= The Nettle Spinner =

Flemish and French fairy tale collected by Charles Deulin

The Nettle Spinner is a Flemish and French fairy tale collected by Charles Deulin in Contes du roi Cambrinus under the title La Fileuse d'orties. Andrew Lang included it in The Red Fairy Book.

==Synopsis==

A great lord was so cruel to his peasants that they called him Burchard the Wolf. His wife was kind and generous, and would secretly do good for those whom her husband wronged.

One day Burchard saw a peasant woman named Renelde. He told her if she came to the castle, he would make her the countess's lady-maid. She refused because she had to look after her grandmother, and was betrothed to a huntsman named Guilbert. He returned again, offering to make her a lady-in-waiting, and then to dismiss the countess and marry her. The last offer would not have moved her even if she had wanted to be the countess, because the countess had helped her when her grandmother was ill.

Sometime later, he saw her spinning flax, and asked what she was about. She told him she was making her wedding shift, as she was to be married, if he gave his leave. He told her that she must spin nettles instead, to make her shift and his shroud, because she would not marry until he was laid in his grave. Guilbert offered to kill the count. Renelde refused because it would be murder, and besides, the countess had been kind to her. Her grandmother suggested that she try spinning the nettles.
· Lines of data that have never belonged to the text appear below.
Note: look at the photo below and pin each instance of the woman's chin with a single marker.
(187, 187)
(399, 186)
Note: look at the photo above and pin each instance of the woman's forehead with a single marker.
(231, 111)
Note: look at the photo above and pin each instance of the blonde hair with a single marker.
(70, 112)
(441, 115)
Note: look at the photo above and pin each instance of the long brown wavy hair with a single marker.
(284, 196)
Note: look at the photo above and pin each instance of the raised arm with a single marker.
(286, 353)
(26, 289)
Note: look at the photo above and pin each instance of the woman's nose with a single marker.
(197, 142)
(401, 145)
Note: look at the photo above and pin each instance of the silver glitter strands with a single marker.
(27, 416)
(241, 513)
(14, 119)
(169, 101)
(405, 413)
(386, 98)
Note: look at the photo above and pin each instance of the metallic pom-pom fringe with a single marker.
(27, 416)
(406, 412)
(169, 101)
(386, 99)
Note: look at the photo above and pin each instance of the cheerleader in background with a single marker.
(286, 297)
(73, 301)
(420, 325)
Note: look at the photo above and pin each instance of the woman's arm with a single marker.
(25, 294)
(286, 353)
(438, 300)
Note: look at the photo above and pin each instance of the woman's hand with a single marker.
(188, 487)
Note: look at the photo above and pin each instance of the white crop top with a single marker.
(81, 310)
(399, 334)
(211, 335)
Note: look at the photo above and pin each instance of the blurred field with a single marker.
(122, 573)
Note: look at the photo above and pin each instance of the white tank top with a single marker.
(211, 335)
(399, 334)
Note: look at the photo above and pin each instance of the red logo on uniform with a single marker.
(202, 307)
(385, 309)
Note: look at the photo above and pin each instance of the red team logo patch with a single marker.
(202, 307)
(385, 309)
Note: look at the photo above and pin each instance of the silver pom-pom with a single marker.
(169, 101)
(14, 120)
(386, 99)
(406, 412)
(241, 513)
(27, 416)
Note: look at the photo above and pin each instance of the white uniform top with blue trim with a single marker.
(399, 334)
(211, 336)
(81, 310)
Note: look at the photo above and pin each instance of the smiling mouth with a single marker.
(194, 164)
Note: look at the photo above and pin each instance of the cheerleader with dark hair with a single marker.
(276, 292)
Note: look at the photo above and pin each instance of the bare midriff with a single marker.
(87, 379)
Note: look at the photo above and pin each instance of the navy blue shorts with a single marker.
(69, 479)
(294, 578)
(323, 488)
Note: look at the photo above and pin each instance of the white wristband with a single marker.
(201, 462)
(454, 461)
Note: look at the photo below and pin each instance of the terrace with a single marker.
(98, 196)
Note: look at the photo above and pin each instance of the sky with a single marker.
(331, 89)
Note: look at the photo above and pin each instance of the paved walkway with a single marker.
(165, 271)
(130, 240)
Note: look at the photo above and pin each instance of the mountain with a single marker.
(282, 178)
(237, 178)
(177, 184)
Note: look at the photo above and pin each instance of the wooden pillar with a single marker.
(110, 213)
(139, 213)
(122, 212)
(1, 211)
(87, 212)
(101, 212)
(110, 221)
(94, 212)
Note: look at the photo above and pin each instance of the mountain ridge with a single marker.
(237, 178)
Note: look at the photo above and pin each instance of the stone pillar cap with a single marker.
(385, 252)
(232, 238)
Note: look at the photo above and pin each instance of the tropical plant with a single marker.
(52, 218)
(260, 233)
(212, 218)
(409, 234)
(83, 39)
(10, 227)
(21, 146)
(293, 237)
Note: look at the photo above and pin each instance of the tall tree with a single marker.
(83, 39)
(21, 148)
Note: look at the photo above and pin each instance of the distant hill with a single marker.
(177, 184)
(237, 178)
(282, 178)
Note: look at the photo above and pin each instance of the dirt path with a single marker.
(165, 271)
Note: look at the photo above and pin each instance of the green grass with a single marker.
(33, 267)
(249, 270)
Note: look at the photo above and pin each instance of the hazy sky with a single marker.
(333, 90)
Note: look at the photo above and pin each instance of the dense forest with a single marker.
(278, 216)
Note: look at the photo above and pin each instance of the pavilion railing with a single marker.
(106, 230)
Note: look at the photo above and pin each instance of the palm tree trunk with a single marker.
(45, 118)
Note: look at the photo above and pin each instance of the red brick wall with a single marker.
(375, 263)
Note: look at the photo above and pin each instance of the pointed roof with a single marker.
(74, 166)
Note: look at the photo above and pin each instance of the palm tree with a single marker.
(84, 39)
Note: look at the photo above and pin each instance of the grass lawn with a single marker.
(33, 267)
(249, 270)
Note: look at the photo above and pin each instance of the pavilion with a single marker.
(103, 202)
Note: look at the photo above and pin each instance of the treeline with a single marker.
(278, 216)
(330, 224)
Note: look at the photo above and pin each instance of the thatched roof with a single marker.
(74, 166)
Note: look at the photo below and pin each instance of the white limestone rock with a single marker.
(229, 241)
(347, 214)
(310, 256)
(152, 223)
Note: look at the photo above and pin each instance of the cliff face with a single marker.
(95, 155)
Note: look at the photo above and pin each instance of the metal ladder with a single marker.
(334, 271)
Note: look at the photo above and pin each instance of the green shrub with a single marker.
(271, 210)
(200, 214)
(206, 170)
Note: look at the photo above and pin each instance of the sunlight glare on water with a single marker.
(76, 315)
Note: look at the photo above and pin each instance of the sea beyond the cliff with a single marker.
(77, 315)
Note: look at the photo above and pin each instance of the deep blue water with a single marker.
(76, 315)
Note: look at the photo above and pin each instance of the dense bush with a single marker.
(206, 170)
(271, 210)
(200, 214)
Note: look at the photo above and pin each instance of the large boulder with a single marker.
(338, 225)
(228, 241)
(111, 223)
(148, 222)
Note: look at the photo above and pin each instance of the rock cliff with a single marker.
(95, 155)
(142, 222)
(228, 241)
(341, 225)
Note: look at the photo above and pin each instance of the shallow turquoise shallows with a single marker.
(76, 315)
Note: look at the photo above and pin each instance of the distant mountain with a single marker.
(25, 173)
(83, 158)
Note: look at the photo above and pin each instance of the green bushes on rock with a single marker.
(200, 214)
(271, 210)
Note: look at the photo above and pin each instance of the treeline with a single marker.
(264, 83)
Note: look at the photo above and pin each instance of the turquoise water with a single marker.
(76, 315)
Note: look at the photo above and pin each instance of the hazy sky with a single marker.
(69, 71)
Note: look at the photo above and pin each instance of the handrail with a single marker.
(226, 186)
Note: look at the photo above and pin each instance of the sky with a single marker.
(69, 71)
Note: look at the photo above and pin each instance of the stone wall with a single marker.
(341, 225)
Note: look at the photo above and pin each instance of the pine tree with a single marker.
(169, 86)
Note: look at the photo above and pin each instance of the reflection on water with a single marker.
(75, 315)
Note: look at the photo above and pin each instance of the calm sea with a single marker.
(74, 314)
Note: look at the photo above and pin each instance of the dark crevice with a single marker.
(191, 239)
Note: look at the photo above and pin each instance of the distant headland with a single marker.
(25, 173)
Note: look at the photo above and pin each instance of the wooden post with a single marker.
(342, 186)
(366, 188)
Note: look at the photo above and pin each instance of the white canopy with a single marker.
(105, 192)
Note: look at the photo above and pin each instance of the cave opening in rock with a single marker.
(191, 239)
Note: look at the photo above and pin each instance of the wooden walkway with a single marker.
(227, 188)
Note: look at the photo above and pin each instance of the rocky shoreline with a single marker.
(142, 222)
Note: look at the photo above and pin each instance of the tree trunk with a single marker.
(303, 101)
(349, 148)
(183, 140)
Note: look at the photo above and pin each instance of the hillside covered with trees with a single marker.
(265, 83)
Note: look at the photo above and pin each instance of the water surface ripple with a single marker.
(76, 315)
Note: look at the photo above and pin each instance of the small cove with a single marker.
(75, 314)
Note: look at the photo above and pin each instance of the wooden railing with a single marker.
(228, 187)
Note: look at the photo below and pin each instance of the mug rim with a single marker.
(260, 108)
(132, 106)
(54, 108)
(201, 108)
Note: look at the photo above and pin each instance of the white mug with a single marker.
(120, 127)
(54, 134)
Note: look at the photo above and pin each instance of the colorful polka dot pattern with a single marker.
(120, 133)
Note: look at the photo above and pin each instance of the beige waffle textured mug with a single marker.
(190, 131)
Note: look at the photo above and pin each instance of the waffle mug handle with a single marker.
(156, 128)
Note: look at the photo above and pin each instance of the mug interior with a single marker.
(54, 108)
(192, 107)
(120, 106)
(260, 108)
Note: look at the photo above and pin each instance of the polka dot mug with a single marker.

She found she could make good thread of them, and when Burchard came by again, she showed him her shift. She began on the shroud, and Burchard felt ill that evening. He sent soldiers to throw her into the river, but she struggled to shore and went on spinning. When they tried to tie a stone to her neck, it released itself, and she made it to shore. The Count had himself carried to the cottage—he was too ill to walk—and tried to shoot her, but the bullet rebounded harmlessly. He broke the spinning wheel, but it was repaired the next day. He had her tied and set guards, but the guards fell asleep and the bonds untied themselves. He had every nettle uprooted, but they instantly sprouted again, even in her cottage. Every day the Count grew worse, and the Countess found out why. She asked Renelde to stop, and she did.

The count recovered but still refused Renelde permission to marry Guilbert. After a year, Guilbert left. Another year went by, and Burchard fell ill again, though Renelde had not started spinning again. He grew worse and worse and longed for death, but could not die. Then he realized that his shroud was not ready. He sent word to Renelde to prepare it. His pains grew less as she spun, wove, and sewed. When she took the last stitch he died.

Soon after this, Guilbert returned. He still loved Renelde and married her.